All adverse events (AEs) that occurred during drug treatment were captured on case report forms. AE evaluation comprised classification of the organ system, grade, relationship to drug exposure, treatment measures required, and the outcome.
Ten on-site visits and four telephone interviews were conducted with each participant. The on-site visits occurred at weeks −6 and −4, day 0; and weeks 4, 8, 12, 16, 24, 36, and 40. Telephone interviews were undertaken at weeks 2, 20, 28, and 32.
Sample Size
Sample size was calculated with nQuery Advisor 7.0. According to the results of the GV-971 Phase 2 trial and other anti-AD clinical trials, a minimum ADAS-Cog drug-placebo difference of ≥ 1.4 was assumed. Completion of the trial by 315 participants in each arm would provide 80% power to detect an effect size of ≥ 0.2 between GV-971 and placebo groups with a two-sided alpha level of 0.05. Therefore, we planned to enroll 788 participants, allowing for an anticipated 20% dropout rate. In total, 818 participants were randomized.

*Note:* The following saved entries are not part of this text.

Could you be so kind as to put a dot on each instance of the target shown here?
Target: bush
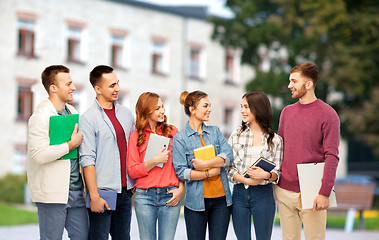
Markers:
(12, 188)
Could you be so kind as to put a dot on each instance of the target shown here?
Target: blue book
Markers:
(108, 195)
(262, 163)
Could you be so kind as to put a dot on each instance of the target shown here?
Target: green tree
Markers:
(340, 37)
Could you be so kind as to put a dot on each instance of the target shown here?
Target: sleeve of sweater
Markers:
(136, 166)
(39, 148)
(331, 139)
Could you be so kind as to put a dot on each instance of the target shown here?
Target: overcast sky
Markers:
(215, 7)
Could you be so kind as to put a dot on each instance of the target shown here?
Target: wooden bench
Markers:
(354, 197)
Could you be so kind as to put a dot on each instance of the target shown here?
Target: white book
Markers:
(310, 175)
(155, 144)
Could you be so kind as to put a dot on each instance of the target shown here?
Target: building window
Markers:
(117, 51)
(229, 73)
(19, 159)
(231, 67)
(228, 121)
(26, 37)
(194, 63)
(74, 44)
(24, 102)
(157, 58)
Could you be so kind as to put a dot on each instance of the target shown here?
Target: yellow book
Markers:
(205, 153)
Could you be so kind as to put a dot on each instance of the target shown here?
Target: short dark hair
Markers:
(307, 70)
(48, 75)
(96, 74)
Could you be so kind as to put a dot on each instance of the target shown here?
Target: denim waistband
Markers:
(156, 190)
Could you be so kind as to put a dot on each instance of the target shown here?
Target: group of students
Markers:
(112, 147)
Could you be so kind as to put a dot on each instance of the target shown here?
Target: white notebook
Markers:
(155, 144)
(310, 175)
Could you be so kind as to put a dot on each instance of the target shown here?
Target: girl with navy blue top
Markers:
(208, 198)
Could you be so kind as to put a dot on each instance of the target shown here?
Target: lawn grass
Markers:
(10, 215)
(338, 221)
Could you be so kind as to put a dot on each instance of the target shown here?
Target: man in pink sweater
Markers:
(310, 130)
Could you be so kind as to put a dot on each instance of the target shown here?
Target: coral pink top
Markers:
(156, 177)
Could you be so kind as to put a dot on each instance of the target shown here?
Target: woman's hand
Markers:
(257, 173)
(176, 195)
(161, 156)
(214, 172)
(199, 164)
(252, 182)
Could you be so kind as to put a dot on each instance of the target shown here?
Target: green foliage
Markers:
(12, 188)
(340, 37)
(10, 216)
(338, 221)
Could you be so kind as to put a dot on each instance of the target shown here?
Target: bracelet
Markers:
(207, 174)
(269, 177)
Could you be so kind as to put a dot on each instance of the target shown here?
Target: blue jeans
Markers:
(54, 217)
(117, 222)
(257, 201)
(216, 215)
(150, 206)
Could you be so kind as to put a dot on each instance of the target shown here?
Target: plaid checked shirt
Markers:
(242, 158)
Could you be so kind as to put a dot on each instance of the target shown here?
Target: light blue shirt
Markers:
(184, 143)
(99, 146)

Data Statistics and Study Parameters
The primary endpoint (drug-placebo difference in change from baseline of the ADAS-Cog12 score at week-36) was analyzed using analysis of covariance (ANCOVA) with the treatment group, education level, pooled center, and age group as fixed effects and the baseline MMSE score and baseline ADAS-Cog12 score as covariates. Control-based pattern imputation was used to supply the missing data in the primary analysis. In general, this method assumed that, after trial withdrawal, participants from the treatment arm would exhibit the same future evolution of the disease as participants receiving control treatment. Participants who discontinued the trial from the control arm were assumed to evolve in the same way as control participants who remained in the trial. In addition, a mixed-model repeated-measures model (MMRM) was used for sensitivity analyses. The primary efficacy analysis was based on the full analysis set (FAS), which included all randomly assigned participants who received at least one dose of the double-blind study drug and had a baseline value and at least one post-baseline efficacy assessment.

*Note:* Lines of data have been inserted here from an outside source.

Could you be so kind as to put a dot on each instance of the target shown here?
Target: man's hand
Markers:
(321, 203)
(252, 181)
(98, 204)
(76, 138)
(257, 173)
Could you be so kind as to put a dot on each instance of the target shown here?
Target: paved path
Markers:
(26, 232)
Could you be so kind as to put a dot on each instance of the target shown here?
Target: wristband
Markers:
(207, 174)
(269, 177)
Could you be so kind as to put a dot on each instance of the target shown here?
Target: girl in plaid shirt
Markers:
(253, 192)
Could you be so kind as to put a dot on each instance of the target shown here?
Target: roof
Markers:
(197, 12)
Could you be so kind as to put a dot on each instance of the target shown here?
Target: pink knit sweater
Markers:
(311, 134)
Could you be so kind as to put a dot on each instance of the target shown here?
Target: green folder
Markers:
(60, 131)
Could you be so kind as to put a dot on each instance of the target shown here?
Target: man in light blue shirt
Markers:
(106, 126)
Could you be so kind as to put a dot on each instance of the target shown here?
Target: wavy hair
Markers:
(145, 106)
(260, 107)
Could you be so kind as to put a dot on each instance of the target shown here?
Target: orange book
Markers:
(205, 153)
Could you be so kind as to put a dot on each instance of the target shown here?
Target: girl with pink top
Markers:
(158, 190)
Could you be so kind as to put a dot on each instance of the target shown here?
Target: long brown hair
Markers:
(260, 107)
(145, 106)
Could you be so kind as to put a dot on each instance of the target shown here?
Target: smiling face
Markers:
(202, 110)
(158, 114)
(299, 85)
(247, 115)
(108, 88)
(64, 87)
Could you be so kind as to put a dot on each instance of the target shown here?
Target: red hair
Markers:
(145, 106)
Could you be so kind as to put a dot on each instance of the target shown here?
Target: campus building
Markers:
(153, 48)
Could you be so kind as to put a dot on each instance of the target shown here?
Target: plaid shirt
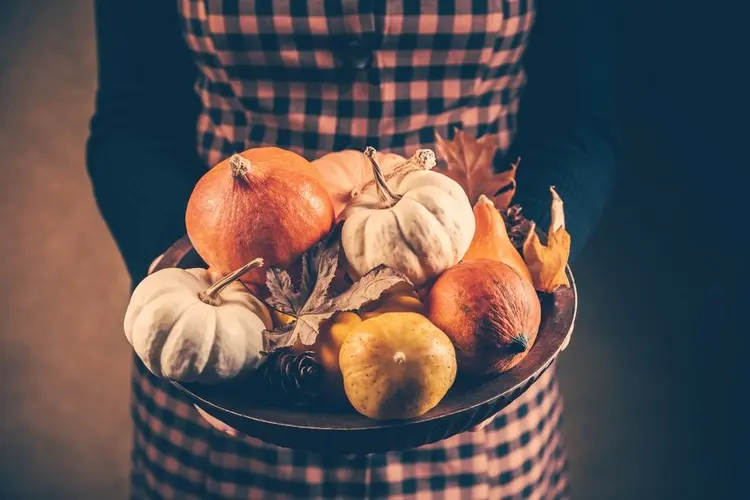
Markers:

For secondary endpoints, CIBIC + was analyzed by a stratified Cochran-Mantel-Haenszel test for present of grade change from baseline, including the stratification factors of MMSE at baseline, education level and age group. ANCOVA was used to assess the drug-placebo difference in the change from baseline on ADCS-ADL and NPI scores.
Safety analyses were based on the safety analysis set, which included all randomly assigned participants who received at least one dose of a study agent. Safety analyses were based on a summary of AEs, laboratory assessments, electrocardiograms, vital signs and physical examinations.
Participants in the cerebral [18F]-FDG-PET sub-cohort underwent PET at baseline and week-36. We used the statistical region of interest (sROI) approach to compute the relative global CMRglu global index[30]. sROI was introduced based cross-validation and ADNI data, and was used in a recent clinical trial[31]. The sROI defined global CMRglu index is actually the standard uptake value ratio between a set of regions affected by AD and a set of regions spared by AD in terms of glucose uptake decline over time[30].
SAS v9.4 (SAS Institute, Cary, NC, USA) was used for statistical analyses. P < 0.05 (two-sided) indicated significance.